Are there any builders in the North Carolina/South Carolina area that anyone would recomend?  I was leaning towards an LSG but thought I would see if there was anyone local first.  Looking for an offset in the 24x40 range.


----------



## GonnaSmoke (Sep 27, 2021)

Here's an OLD thread with a bunch of builders and their websites. As you will see, most are in Texas and many are no longer in business, but some are. 





						Pit Builder List
					

I wanted to post this down in the cooker section, but I need the help of a moderator.  Anyway, here is a list from another source that should help with pit questions.    Acme Custom BBQ grills and pits  Friendswood, TX  http://www.acmewelding.com/BBQ.html   Austin National Smoker Company...




					www.smokingmeatforums.com
				




Go west to Knoxville and there's TMG Pits, tmgpits.com. Their backlog is around 30 weeks. Further south is Lang, langbbqsmokers.com. Last I heard, Lang was about 6-7 months or so, too. 

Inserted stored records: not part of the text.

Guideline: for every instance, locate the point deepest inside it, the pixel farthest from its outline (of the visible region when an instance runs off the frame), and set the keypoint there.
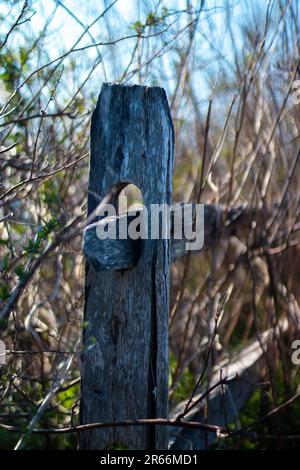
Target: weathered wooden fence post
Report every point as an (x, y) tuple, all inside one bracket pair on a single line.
[(125, 358)]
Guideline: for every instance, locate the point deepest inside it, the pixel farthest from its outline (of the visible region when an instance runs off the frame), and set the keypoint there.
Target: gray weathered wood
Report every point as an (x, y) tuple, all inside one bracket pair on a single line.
[(124, 254), (125, 363)]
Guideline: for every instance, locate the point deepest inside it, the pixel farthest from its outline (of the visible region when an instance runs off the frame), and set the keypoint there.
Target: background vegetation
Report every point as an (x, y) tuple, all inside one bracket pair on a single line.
[(230, 69)]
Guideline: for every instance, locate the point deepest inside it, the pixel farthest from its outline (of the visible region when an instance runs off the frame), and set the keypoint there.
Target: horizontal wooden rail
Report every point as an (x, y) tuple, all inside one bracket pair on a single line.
[(124, 254)]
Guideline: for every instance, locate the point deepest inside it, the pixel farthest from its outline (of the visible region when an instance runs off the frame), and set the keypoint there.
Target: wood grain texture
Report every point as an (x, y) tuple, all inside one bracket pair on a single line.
[(124, 254), (125, 363)]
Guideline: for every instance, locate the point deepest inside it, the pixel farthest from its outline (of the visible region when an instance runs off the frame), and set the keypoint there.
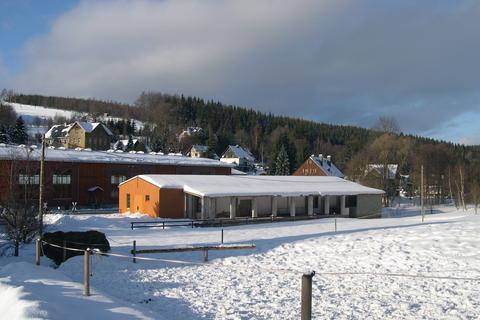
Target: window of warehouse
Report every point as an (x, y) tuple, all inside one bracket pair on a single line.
[(351, 201), (28, 179), (62, 179)]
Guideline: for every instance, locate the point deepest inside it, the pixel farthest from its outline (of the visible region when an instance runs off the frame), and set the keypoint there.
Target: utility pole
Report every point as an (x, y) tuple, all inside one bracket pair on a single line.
[(40, 196), (422, 194)]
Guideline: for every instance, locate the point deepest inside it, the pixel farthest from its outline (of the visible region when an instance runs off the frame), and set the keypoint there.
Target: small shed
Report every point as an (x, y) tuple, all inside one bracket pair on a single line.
[(209, 197)]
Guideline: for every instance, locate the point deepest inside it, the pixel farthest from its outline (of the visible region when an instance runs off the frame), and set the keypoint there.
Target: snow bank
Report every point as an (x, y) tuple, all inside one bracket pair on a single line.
[(36, 292)]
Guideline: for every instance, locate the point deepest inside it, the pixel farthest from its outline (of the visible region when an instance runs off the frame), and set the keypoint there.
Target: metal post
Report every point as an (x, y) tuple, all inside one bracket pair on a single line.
[(41, 182), (86, 272), (64, 250), (134, 251), (37, 251), (205, 255), (307, 295)]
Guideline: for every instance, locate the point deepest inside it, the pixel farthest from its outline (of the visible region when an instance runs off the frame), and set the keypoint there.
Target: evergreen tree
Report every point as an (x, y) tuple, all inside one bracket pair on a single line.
[(282, 164), (19, 135)]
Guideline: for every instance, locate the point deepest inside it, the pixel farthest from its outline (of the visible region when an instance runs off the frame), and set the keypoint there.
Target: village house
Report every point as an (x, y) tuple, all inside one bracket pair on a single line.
[(240, 157), (318, 166), (137, 145), (92, 135), (200, 197)]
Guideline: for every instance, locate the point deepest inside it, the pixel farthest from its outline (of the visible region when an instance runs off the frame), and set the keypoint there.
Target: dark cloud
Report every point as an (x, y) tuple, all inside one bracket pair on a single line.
[(335, 61)]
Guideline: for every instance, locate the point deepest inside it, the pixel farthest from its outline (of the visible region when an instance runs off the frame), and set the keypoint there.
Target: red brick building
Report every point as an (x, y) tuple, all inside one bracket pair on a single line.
[(89, 178)]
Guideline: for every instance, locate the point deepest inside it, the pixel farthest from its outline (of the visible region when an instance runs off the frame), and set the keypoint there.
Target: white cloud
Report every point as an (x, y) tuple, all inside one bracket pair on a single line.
[(341, 61)]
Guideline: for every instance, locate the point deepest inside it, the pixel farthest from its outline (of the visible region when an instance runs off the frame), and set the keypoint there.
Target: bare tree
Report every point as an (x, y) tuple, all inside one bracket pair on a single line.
[(17, 205), (387, 124)]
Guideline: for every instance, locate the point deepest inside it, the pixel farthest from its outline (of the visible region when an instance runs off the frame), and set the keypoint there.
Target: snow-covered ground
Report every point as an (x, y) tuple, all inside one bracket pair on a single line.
[(390, 268)]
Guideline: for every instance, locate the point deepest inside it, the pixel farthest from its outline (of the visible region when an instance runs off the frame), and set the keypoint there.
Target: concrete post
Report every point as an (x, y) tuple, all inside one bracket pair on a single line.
[(307, 296), (203, 209), (343, 209), (292, 206), (38, 249), (86, 272), (274, 206), (254, 208), (185, 205), (310, 206), (233, 207), (327, 205)]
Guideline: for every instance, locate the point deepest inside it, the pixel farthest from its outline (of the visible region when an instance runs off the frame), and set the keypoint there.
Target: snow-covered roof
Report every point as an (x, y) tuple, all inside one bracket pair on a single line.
[(237, 185), (327, 166), (240, 153), (8, 152), (58, 130), (379, 168), (199, 148)]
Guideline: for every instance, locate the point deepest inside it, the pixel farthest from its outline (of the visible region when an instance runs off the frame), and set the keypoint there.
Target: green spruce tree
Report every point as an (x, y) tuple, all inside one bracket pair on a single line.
[(19, 135)]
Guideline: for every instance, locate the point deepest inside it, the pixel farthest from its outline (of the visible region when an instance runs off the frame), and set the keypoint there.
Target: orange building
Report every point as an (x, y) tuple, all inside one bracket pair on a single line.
[(231, 196)]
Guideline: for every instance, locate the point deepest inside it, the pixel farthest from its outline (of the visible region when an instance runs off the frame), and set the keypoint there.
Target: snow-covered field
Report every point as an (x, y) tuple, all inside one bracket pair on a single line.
[(391, 268)]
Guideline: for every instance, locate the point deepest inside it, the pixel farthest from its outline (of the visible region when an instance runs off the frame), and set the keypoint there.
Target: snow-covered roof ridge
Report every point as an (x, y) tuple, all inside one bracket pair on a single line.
[(327, 166), (89, 127), (235, 185), (69, 155)]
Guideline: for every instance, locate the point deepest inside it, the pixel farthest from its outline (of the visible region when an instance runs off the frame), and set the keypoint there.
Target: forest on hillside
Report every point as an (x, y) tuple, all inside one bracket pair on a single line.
[(450, 170)]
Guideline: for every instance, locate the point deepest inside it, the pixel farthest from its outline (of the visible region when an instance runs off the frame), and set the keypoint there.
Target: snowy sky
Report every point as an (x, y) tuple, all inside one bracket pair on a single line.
[(337, 61)]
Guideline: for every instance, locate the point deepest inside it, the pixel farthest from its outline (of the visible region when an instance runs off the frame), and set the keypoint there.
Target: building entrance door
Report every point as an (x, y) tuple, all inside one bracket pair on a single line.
[(244, 208)]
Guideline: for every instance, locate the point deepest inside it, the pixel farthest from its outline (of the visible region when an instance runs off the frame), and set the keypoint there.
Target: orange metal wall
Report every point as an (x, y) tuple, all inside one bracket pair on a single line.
[(309, 168), (164, 203)]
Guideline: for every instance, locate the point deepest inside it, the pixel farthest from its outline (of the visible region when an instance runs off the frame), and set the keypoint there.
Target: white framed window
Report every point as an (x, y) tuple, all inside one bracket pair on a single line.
[(117, 179), (62, 179)]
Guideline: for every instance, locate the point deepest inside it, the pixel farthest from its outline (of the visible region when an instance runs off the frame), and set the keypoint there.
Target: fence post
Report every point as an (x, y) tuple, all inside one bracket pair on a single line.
[(205, 255), (86, 272), (307, 295), (64, 250), (37, 251), (134, 251)]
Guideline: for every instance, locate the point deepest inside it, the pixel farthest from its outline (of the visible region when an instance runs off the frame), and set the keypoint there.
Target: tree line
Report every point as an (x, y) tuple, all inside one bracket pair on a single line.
[(283, 143)]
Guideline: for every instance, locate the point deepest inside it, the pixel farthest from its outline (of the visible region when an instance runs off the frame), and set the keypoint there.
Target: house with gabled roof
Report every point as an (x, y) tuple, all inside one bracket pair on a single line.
[(93, 135), (241, 157), (319, 166)]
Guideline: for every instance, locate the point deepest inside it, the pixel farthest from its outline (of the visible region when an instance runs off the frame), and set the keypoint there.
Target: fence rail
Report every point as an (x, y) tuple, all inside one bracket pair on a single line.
[(205, 249)]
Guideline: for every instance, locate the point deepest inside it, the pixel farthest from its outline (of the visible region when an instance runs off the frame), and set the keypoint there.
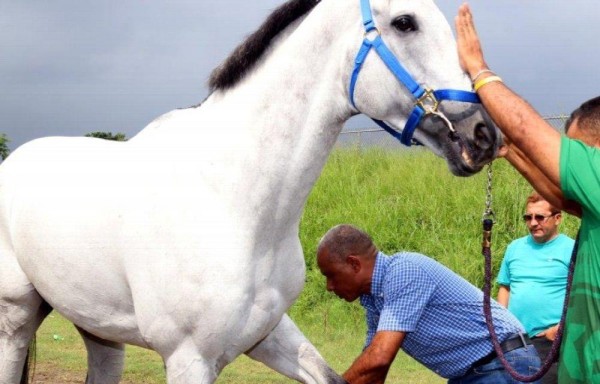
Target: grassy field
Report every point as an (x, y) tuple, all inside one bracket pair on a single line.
[(407, 200)]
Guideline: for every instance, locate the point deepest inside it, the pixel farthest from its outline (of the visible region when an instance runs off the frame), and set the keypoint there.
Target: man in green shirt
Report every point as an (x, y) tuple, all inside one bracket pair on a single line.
[(566, 171)]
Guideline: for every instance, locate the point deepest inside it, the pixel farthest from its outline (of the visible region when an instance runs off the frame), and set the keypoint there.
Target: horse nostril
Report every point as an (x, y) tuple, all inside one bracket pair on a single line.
[(483, 136), (479, 131)]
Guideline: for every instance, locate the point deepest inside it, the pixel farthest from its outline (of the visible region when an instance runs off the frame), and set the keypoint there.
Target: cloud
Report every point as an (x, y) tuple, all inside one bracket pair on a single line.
[(69, 67)]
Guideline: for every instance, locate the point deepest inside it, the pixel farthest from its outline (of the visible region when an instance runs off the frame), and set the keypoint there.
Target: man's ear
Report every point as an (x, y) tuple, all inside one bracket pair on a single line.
[(354, 262)]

If you're willing to have one built and shipped to you, Bell Fabrication is well thought of, bellfab.com, and their turn around time may be shorter. Craig is good people.


----------



## culpepersmoke (Sep 28, 2021)

I realize they aren't in the Carolina's but I'm very happy with my HBT Smoker. It was worth the drive to Alabama to pick it up. I had mine made from smooth steel instead of the diamond plate (no extra charge). Great people to work with too.


----------



## Three B's (Sep 30, 2021)

I've been looking into Workhorse, anyone have expierence with them?  What little information I have been able to find so far looks promising.


----------